Dallas County District Attorney Agrees to Another Delay in Execution of Kimberly McCarthy

*Update* Judge Mitchell has ordered a modification of McCarthy’s execution date to June 26, 2013. Read more from the Dallas Morning News.

On March 29, 2013, Dallas County District Attorney Craig Watkins asked State District Judge Larry Mitchell to modify the execution date of Kimberly McCarthy.  McCarthy had been scheduled to be executed next week on April 3, 2013 for the 1997 murder of Dorothy Booth in Dallas County.  According to the Dallas Morning News (“Dallas County DA Craig Watkins asks judge to temporarily delay woman’s execution while bills pending before legislature,” March 29, 2013), Watkins asked “for the delay to await whether the Texas legislature passes six bills that could impact the application of the death penalty in Texas,” including legislation aimed at addressing claims that racial bias might have been a factor in the decision to seek or impose a sentence of death.

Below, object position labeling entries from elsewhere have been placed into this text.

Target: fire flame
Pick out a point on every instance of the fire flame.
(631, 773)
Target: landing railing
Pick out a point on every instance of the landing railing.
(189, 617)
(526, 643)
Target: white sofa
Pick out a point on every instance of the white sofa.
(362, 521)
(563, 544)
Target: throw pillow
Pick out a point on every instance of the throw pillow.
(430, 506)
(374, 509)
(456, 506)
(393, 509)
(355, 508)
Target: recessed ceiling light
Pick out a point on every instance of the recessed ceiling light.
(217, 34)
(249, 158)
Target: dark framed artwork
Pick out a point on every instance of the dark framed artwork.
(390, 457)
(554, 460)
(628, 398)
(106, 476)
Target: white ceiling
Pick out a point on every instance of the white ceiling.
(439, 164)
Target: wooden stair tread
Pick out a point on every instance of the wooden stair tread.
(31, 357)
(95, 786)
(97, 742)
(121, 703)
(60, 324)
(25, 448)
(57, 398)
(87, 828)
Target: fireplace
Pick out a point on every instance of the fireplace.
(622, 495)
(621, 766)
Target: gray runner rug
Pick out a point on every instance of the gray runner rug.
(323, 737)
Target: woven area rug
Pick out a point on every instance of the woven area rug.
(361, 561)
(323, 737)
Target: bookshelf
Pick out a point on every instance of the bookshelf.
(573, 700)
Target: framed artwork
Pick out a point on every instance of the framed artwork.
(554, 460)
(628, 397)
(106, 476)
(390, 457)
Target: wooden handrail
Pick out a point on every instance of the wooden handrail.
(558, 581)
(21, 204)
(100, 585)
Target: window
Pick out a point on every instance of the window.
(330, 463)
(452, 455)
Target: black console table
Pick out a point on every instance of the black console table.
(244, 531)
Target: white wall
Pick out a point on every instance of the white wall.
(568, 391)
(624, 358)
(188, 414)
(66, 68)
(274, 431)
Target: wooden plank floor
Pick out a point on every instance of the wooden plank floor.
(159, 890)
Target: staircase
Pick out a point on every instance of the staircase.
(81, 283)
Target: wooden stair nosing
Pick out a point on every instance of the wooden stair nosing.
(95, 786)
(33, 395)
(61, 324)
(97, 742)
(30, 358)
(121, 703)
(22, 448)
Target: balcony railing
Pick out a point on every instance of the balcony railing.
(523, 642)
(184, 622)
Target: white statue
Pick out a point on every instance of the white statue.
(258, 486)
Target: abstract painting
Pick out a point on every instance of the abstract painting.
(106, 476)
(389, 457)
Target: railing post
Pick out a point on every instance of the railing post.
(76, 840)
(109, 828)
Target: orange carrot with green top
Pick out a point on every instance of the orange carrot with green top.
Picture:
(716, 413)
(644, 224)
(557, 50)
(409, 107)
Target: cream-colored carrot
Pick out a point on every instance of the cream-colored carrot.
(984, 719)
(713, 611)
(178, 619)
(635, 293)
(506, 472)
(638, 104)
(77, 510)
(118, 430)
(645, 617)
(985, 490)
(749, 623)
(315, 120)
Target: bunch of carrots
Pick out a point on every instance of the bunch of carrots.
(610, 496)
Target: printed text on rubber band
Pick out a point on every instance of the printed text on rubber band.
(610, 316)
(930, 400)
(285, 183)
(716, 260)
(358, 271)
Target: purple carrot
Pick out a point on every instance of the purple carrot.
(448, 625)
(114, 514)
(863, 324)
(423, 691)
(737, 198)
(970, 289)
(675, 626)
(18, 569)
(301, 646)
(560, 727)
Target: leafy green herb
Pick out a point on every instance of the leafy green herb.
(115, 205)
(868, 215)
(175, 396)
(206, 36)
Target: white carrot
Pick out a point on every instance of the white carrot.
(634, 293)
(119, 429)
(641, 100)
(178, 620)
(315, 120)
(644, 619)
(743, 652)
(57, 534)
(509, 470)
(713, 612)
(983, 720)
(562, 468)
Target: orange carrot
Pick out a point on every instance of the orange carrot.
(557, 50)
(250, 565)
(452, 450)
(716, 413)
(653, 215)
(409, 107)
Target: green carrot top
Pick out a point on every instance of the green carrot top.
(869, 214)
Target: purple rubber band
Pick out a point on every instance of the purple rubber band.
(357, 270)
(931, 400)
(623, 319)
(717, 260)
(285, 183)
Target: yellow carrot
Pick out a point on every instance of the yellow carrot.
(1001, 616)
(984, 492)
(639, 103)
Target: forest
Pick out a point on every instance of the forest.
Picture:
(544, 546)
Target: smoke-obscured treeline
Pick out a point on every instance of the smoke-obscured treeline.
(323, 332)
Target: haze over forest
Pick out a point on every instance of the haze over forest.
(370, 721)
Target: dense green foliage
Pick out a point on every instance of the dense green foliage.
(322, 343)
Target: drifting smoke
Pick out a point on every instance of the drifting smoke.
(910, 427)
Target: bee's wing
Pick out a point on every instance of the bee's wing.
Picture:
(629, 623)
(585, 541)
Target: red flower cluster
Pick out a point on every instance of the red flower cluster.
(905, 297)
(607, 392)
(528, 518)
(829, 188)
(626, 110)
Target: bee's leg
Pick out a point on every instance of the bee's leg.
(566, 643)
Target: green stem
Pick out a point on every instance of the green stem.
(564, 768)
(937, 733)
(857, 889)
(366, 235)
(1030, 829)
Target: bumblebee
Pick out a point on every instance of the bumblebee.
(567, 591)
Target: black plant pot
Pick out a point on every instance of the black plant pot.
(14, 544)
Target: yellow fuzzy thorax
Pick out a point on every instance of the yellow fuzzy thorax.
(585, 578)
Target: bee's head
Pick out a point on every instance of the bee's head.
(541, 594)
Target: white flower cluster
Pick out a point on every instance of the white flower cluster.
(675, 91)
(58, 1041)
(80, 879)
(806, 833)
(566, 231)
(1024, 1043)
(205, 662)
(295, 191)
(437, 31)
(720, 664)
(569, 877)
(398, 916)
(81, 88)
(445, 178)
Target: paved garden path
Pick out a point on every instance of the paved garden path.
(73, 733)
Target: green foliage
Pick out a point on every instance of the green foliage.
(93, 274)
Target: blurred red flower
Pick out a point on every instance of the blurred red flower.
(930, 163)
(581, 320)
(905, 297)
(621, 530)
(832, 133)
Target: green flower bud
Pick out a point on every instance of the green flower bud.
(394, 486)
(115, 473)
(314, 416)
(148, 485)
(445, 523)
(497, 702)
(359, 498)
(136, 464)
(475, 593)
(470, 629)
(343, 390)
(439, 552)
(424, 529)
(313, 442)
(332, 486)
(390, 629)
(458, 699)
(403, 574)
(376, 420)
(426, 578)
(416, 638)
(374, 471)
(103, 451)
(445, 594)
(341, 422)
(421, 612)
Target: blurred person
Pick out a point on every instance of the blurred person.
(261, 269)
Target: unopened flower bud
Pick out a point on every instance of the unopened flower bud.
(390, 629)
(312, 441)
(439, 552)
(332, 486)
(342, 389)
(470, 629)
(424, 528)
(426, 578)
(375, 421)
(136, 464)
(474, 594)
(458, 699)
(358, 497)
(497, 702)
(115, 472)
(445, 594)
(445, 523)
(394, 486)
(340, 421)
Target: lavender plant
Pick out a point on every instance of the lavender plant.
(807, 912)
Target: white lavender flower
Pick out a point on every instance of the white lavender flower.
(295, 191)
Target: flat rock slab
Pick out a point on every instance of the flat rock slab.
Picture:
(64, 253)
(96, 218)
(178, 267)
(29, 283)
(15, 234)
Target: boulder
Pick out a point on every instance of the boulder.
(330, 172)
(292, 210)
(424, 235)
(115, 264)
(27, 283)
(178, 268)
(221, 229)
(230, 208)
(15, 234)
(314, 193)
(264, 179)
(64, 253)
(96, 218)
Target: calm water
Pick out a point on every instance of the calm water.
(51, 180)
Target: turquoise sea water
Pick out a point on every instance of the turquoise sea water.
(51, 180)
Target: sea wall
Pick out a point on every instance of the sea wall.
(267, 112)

Earlier this year, Judge Mitchell halted and rescheduled a January 29, 2013 execution date for Kimberly McCarthy in order to give her attorneys more time to pursue an appeal based on racial discrimination in the jury selection process.  According to attorney Maurie Levin, of the twelve jurors seated at trial, all were white, except one, and eligible non-white jurors were excluded from serving by the State.

A motion to move the execution date is still pending before the Texas Court of Criminal Appeals.  According to the Dallas Morning News, “Mitchell said at the hearing that if the appellate court had not ruled by the end of the day Monday, he would issue and order moving the execution date” to June 26, 2013.